Although Harold Tillman’s name has been made in retail, it’s clear that manufacturing and making – and its heritage in places like Leeds – is as important to Harold as the sales ringing through tills.
“When people want to work in fashion, they tend to think that by getting a job in a fashion shop, they’re in fashion,” he says.
“I’d like to feel that I’m part of a regeneration, and that an incubator like Lambert’s Yard can be part of a regeneration, of getting people to understand and have a passion for making things. Being part of the origins, being part of the design element, being able to see the product they created sold.
“Ultimately I’d like to think that the curriculum at some of the schools could be integrated so it’s to do with creatives – it doesn’t always have to be clothing creatives, but Leeds has that heritage, of being renowned for manufacturing.

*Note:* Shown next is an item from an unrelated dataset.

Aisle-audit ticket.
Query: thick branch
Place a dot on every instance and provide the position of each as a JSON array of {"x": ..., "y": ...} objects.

“Lambert’s Yard is a brilliant opportunity. The property developer is a believer, and the Centre for Fashion Enterprise in London is bringing some skill set, to teach, to guide. My role as ambassador is to use my years of experience, and I think to bring some heart into this. We’re giving designers an opportunity, in a very commercial area – we are very close to Trinity here – and it’s just what I think is lacking in this area, and possibly in other parts of the north as well.”
The commercial environment and the historic environment meshes together in Trinity, where corridors and shop fronts still respect old burgage plot lines; heritage will be even more visible when Lambert’s Yard opens, and Harold hopes that by building on its own traditions, Leeds can make a new name for itself in fashion as an exemplar of quality and skill.

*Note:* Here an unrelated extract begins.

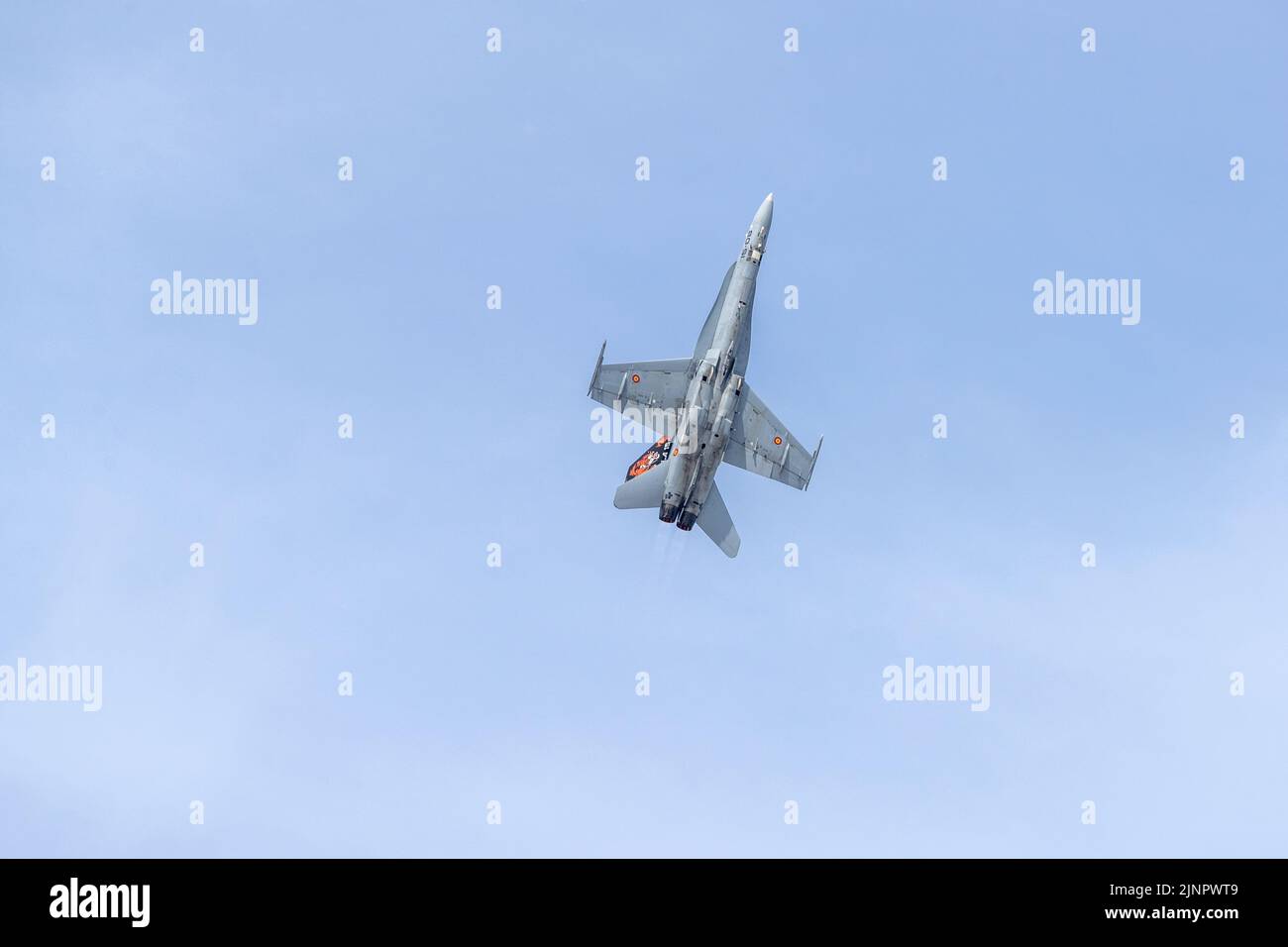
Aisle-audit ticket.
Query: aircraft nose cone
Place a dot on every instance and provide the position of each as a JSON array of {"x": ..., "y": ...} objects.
[{"x": 765, "y": 215}]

“I studied at London College of Fashion, and people tend to gravitate to London when they want to be in fashion. London has got it all, but it can’t have it all.
“Leeds is regenerating continually, and it can’t all be about getting to London. Manchester is starting to grow, and again it’s manufacturing based – I was with somebody recently who has almost 1,000 people working in and around Manchester making clothes for them.
“What I’d like to see is quality, and skill, and things made in England – and made in Leeds – that’s the beauty. It means a lot in the world. ‘From the Studio at Lambert’s Yard, Leeds’ – there are plenty of connotations and ways you can adapt that theme.
“Everybody is sooner or later going to go to London for something. And why not? But what we want to see is London coming up here to see what Lambert’s Yard is offering.”